One tender slice, like a softly plucked guitar string reverberating for a moment longer than it should, reveals the flesh and the juice. Four uptempo cuts turn the open fruit into bass clefs. In the early days, a sizzling garlic reverie offered up its delightful halitosis-chic fragrance, roasting its way into the salad’s harmony clove by clove. Nothing more than a fleeting passion led our composer to add the round mozzarella cheeks and pine nut teardrops, but, being the way he was, Hector needed nothing more for everything to coalesce, for the music to begin flowing. He called for the Irishwoman and she came. The vision of the salad poured out and mingled with the aromatic fumes and life became a vivacious ⅜ waltz as Hector and Harriet dissolved and danced between the countertops like a butterfly’s reflection on a moonlit river. 

And the fighting started. They quarreled like blackbirds and raged like armies on black earth but mostly they chased each other with rolling pins and wooden spoons in ⅜ time. In the midst of the clamor, over the crackling pan and the thunderous boil of water, he yelled out, “the potatoes, darling!” << les patates, chéri >> she called to him as they trod along the harrowed country fields, she armed with a shovel and he with a sack. For hours they dug up the roots of countless broad green leaves. It was how it is with potatoes—always another russet hiding behind that clump of dirt you just shoveled out of the way, always accidentally slicing open a potato with the pointed end of the spade. There are two things the grand corpus of potato-digging literature does not prepare you for. One is the sweat. The other is the sheer quantity of worms. Worms of all kinds: iridescent, stubby, frivolous, any adjective you can imagine. Every shovelful of dirt has dozens of the little contortionists, flipping and flopping into treble clefs and trills. For what could’ve been endless tuberous days and sleepless spud-laden nights they dug in silence until pregnant clouds rattled their warning; the pot was boiling over and rolling pin was hitting cutting board. Harriet abandoned the kitchen and Hector fell headfirst into the salad-vision, struggling mutely against the dream as his hands with mantic rhythm wove it into being. 

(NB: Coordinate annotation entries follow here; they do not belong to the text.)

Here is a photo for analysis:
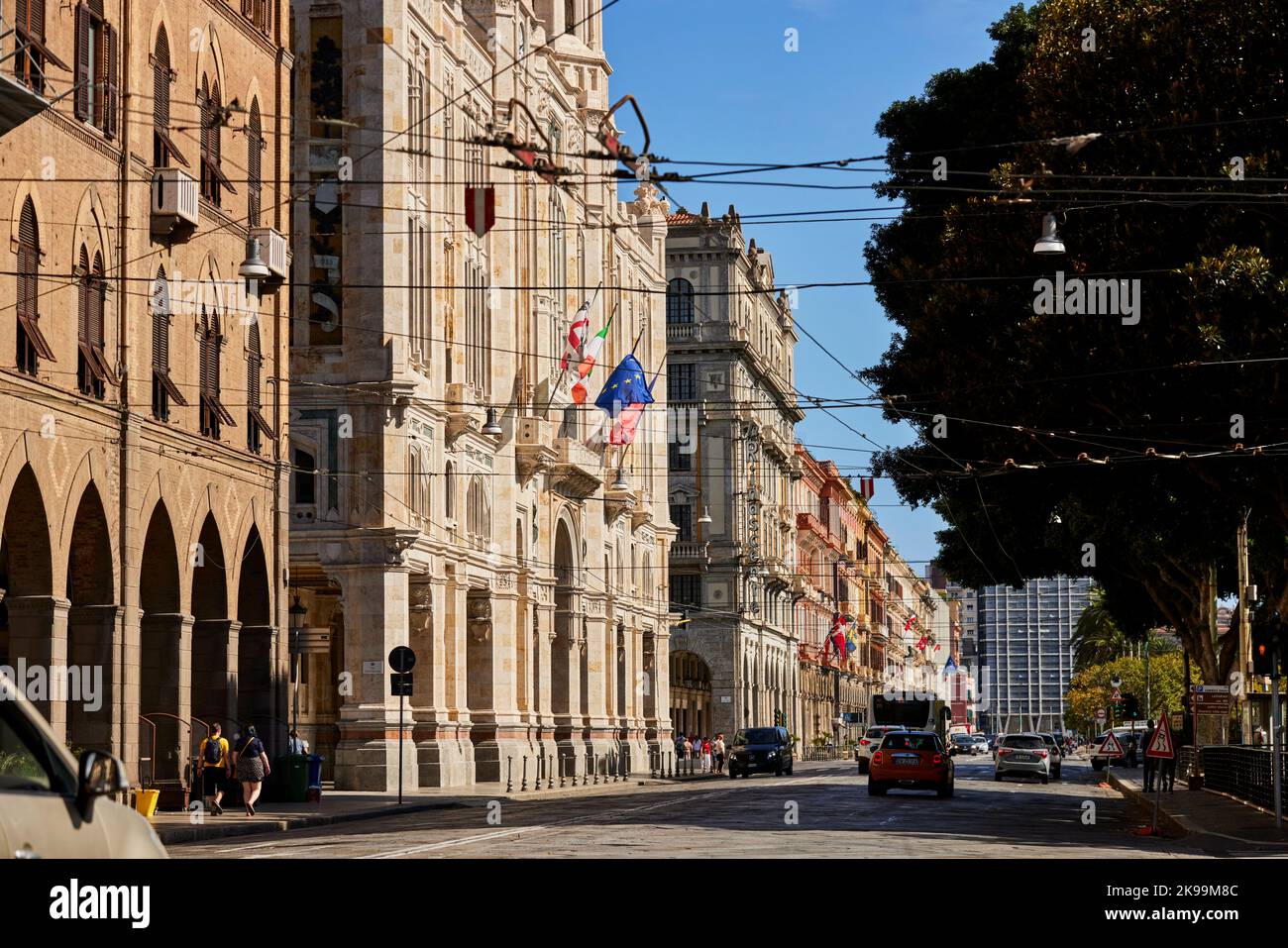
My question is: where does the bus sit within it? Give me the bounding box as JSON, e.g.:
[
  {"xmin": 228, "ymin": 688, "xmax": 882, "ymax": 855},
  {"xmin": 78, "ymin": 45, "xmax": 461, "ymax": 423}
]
[{"xmin": 868, "ymin": 691, "xmax": 953, "ymax": 747}]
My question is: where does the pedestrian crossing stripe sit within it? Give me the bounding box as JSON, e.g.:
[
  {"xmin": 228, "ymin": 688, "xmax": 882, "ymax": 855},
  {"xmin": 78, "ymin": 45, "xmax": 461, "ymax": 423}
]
[{"xmin": 1145, "ymin": 715, "xmax": 1176, "ymax": 760}]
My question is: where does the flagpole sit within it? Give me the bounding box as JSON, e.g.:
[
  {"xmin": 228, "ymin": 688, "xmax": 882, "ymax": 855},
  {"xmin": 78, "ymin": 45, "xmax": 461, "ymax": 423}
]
[{"xmin": 541, "ymin": 278, "xmax": 602, "ymax": 419}]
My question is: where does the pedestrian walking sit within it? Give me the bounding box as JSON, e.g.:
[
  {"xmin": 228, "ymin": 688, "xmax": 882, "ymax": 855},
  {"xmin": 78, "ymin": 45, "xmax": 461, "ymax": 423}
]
[
  {"xmin": 1145, "ymin": 726, "xmax": 1158, "ymax": 793},
  {"xmin": 236, "ymin": 724, "xmax": 273, "ymax": 816},
  {"xmin": 197, "ymin": 721, "xmax": 228, "ymax": 816}
]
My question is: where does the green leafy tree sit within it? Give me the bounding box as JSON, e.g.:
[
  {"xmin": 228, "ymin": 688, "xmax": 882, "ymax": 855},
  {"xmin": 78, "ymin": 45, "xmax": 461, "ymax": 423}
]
[{"xmin": 864, "ymin": 0, "xmax": 1288, "ymax": 682}]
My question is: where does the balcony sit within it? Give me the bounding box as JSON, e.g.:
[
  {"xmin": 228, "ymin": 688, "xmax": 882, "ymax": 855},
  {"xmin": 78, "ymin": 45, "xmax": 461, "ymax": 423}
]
[
  {"xmin": 550, "ymin": 438, "xmax": 604, "ymax": 500},
  {"xmin": 514, "ymin": 417, "xmax": 559, "ymax": 484},
  {"xmin": 671, "ymin": 540, "xmax": 711, "ymax": 567},
  {"xmin": 152, "ymin": 167, "xmax": 201, "ymax": 241},
  {"xmin": 250, "ymin": 227, "xmax": 291, "ymax": 290}
]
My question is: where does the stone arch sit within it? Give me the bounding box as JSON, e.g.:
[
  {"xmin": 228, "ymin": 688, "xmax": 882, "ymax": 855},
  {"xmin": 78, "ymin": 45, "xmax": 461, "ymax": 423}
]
[
  {"xmin": 65, "ymin": 481, "xmax": 115, "ymax": 751},
  {"xmin": 137, "ymin": 497, "xmax": 192, "ymax": 781},
  {"xmin": 235, "ymin": 526, "xmax": 275, "ymax": 747},
  {"xmin": 9, "ymin": 175, "xmax": 49, "ymax": 257}
]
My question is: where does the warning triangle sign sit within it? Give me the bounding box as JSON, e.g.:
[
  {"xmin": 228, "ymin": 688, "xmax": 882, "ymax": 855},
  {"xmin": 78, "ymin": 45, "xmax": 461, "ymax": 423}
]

The salad assembled its own memory, as if peeling potatoes, chopping eggs, and boiling green beans with an invisible baton. Hector prepared his cleaver like a guillotine over the head of lettuce and let the blade fly. As the knife fell, he saw not the lettuce but his Irishwoman, head split in two and the timpani seemed to roll dully in the hallucinogenic kitchen air. Then came the finale; after all, plating is everything. This part the salad remembers clearly: each of the ingredients getting a quarter of the wheel, the eggs and nuts reclining leisurely on top, and all this floating on a bed of bloodstained lettuce. Hector marched out, again led by the ghostly salad-vision, and with a flourish left the plate at the table with three women. He heard their col legno laughs as each of them became Harriet and shimmered back again. “How composed,” they proclaimed mockingly. Hector retreated to the kitchen and collapsed amid his cookware and cauldrons; the women at lunch began the demonic rites that go along with eating a memory alive.